The physiology of babys sleep changes at 4 months old. Its a permanent change.
Sleep moves away from the newborn stage, when it was passive like when in the womb. For the first 3-4 months baby's passive state is asleep, waking only when a need isn't met (hunger, comfort, reassurance etc) and then once the need is met, back to the passive state of asleep.
From about 3-4 months old, sleep becomes an active endeavour. You have to help baby to get to sleep, rather than it just passively happening. Also baby starts to sleep in cycles, like an adult does. So there are periods of light sleeping and deep sleeping. It becomes hard for baby to link one sleep cycle and the next.

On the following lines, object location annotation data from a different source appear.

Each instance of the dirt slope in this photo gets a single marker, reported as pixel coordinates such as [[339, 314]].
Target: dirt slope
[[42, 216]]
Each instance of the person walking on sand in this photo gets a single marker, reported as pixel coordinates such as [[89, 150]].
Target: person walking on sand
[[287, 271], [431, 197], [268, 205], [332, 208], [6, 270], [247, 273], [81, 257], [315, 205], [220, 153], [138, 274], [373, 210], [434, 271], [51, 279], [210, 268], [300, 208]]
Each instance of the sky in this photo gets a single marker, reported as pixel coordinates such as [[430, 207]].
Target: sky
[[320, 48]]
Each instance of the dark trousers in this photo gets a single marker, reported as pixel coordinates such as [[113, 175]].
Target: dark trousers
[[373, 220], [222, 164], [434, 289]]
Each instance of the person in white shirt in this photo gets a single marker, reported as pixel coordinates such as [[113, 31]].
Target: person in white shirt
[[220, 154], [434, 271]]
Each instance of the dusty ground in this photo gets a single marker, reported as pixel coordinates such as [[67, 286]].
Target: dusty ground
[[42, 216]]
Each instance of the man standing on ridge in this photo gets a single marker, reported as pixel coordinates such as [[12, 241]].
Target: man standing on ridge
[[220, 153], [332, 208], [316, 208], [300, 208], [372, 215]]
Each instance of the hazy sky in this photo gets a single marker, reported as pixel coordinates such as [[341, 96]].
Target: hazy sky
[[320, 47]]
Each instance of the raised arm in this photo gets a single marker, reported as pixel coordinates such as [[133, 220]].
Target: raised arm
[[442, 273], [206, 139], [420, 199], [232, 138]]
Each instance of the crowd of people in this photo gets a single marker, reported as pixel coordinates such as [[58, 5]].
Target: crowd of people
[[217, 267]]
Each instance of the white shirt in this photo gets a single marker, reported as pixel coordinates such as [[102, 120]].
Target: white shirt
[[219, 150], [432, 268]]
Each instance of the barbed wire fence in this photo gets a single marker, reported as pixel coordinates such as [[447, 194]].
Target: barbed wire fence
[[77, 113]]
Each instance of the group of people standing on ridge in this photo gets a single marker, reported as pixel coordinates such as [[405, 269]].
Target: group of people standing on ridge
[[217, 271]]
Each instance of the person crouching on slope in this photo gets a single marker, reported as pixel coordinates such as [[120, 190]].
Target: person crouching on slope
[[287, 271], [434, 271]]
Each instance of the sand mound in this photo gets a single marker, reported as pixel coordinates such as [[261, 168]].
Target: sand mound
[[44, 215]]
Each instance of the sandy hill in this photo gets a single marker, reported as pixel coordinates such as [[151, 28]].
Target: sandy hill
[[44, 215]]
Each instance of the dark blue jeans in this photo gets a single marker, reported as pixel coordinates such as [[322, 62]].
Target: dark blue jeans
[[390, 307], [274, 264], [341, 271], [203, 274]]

Sleep tends to go to pot, until you and baby learn new ways to actively get baby to sleep and keep baby asleep. Some tried and tested ways to get babies to sleep, that have been established for years, include
- Sucking (dummy, nipple)
- Movement (rocking in arms, pushchair, bouncy chair etc)

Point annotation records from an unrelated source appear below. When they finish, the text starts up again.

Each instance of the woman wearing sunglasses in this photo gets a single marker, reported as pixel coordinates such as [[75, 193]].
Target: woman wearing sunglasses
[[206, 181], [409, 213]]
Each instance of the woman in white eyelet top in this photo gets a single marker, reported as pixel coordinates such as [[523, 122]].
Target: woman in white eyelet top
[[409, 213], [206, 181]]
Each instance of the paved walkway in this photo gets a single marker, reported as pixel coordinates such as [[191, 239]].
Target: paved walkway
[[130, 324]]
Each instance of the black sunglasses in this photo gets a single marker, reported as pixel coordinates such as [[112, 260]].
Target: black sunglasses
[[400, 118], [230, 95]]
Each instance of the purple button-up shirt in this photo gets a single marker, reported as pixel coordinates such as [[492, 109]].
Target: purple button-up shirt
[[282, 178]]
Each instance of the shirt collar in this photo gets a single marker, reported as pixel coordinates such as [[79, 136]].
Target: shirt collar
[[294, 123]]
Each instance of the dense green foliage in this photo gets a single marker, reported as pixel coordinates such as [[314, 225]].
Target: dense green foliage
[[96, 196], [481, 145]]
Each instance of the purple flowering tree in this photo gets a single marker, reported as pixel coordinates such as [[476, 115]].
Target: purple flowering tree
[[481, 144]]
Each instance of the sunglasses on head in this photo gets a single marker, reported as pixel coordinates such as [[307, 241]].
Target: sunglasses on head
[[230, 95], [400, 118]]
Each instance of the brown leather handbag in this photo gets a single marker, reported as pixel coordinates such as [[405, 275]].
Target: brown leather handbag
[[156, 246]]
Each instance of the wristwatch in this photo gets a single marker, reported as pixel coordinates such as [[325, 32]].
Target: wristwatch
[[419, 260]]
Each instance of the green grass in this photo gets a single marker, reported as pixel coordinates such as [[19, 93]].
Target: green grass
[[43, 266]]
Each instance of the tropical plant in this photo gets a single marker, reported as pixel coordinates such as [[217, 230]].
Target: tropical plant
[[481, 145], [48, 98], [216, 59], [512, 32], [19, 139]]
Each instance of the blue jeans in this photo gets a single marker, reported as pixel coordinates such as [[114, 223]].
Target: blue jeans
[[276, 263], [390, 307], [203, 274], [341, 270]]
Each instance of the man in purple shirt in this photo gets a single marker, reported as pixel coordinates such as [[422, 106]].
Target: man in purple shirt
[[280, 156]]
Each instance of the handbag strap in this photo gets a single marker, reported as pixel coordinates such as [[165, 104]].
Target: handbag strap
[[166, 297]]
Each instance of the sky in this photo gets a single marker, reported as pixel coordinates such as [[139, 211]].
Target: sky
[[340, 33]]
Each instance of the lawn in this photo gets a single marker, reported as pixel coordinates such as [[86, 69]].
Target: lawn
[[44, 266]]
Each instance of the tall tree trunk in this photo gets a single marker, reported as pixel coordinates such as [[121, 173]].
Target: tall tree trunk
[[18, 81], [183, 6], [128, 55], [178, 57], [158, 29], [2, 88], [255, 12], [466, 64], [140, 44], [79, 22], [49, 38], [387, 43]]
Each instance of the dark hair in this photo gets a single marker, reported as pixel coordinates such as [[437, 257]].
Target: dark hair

- Feeling secure (being held, cosleeping, swaddle, sleepyhead)
- Full tummy
I wonder if you are assuming this change is to do with daytime/nighttime sleep, when in fact it is just this change in the way baby sleeps.
More sleep = Better sleep.
So the more daytime sleep baby gets (more frequent naps, less awake time between naps), the better quality the babys sleep will be - deeper sleeping, less likely to wake between sleep cycles, easier to get to sleep.
Where as Poor sleep = Worse sleep. An over tired baby is harder to get to sleep, sleeps more lightly so wakes more easily. The overall quality of sleep then declines.
A reasonable approximation for a 4 month old would be 45-75 minutes awake time followed by 30-60 minutes sleep, repeated on a never-ending cycle from getting up until you go to bed (and take baby with you). The awake time will be on the low end if the previous nap was short, with increasing awake time if the previous nap was longer.
A restless night's sleep at this age is most often because of
(a) Not enough total sleep over the previous 24-48 hours
(b) Not enough total calories over the previous 24-48 hours
Both are resolved by looking at the daytime routine - making feeds and/or naps more frequent than they currently are.